More euthanasia safeguards under attack in Victoria

Last week, we reported about the push to remove the safeguard in the Victorian legislation that stops doctors from raising the issue of euthanasia with their patients.

As we stated, this safeguard was included in the legislation in recognition of the power imbalance between doctor and patient, and to protect against patients being coerced or unduly influenced into making a request for euthanasia or assisted suicide.

This week, there are calls to remove another safeguard in the Victorian legislation, which is the requirement that one of the doctors signing off on a person’s euthanasia request be a specialist in the person’s illness.

Which safeguard will it be next week?

When the issue was debated in the Victorian parliament, euthanasia proponents promoted the bill as having a record 68 ‘safeguards’, asserting that the final bill was characterised by “robust safeguards and comprehensive oversight.” There were even boasts made at the time that the Victorian legislation would be the ‘safest in the world.’  

Now, according to activists, the safeguard that requires one of the doctors signing off on a euthanasia request to be a specialist in the person’s illness is a “bureaucratic roadblock” that is “inhibiting the way the laws were meant to work in Victoria”, with complaints that “no other place in the world, including Western Australia, has laws which are so restrictive.”

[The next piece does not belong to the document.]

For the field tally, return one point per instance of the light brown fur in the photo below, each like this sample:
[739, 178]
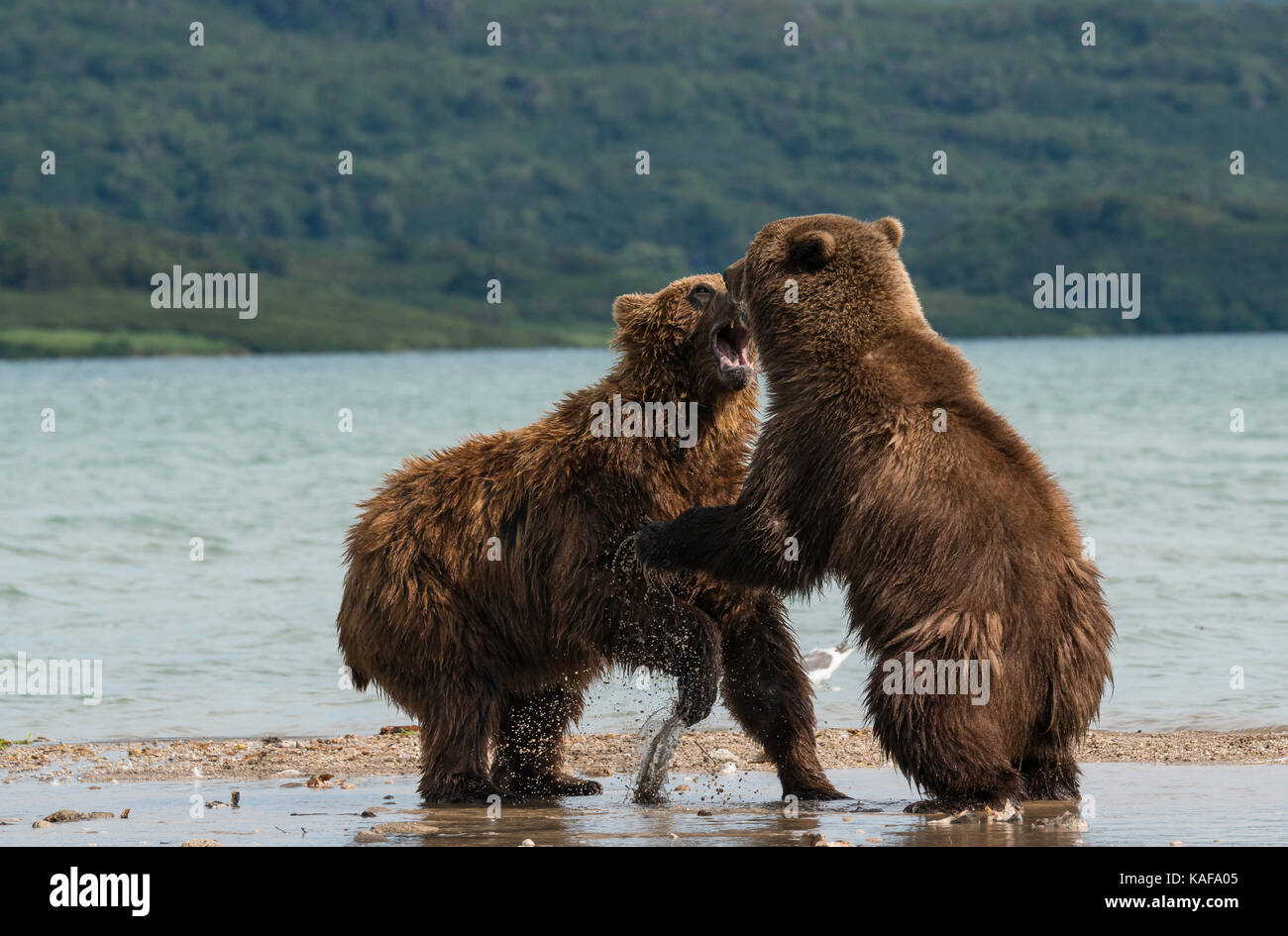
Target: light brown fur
[493, 657]
[951, 544]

That’s exactly the point. Without these restrictive ‘safeguards’ the laws would probably not have passed through the Victorian parliament.

We have always known that these safeguards were only ever meant to be a ‘foot in the door’ in order to enable euthanasia to be legalised. The chipping away at them comes later. These calls to remove the safeguards confirm this.

As Alex Schadenberg, spokesperson for the Euthanasia Prevention Coalition has stated:

“the concept of safeguards to [pro-euthanasia activists] was seen as a way – a stepping stone – to get people used to assisted suicide so someday they could expand the law.”

Far from being a bureaucratic roadblock, the requirement that a specialist in the person’s illness sign off on a euthanasia request is an important safeguard against activist doctors approving euthanasia requests based on ideology, rather than on an informed analysis of the patient’s illness and treatment options.  Or against ill-equipped or incompetent or inexperienced doctors not knowing what appropriate treatment options there are for a patient with an illness outside of their field of expertise or experience.

We know that in the Northern Territory, during the period that the Rights of the Terminally Ill Act 1995 (NT) was in force, a patient with mycosis fungoides was euthanised despite the fact that no oncologist who consulted the patient could confirm that she was terminally ill. An orthopaedic surgeon, with no expertise in the patient’s condition responded to her plea on national television and certified that she had a terminal illness and was eligible to access voluntary euthanasia. The Rights of the Terminally Ill Act 1995 (NT) required a patient’s condition to be terminal, and for that terminal diagnosis to be confirmed by a specialist in the condition.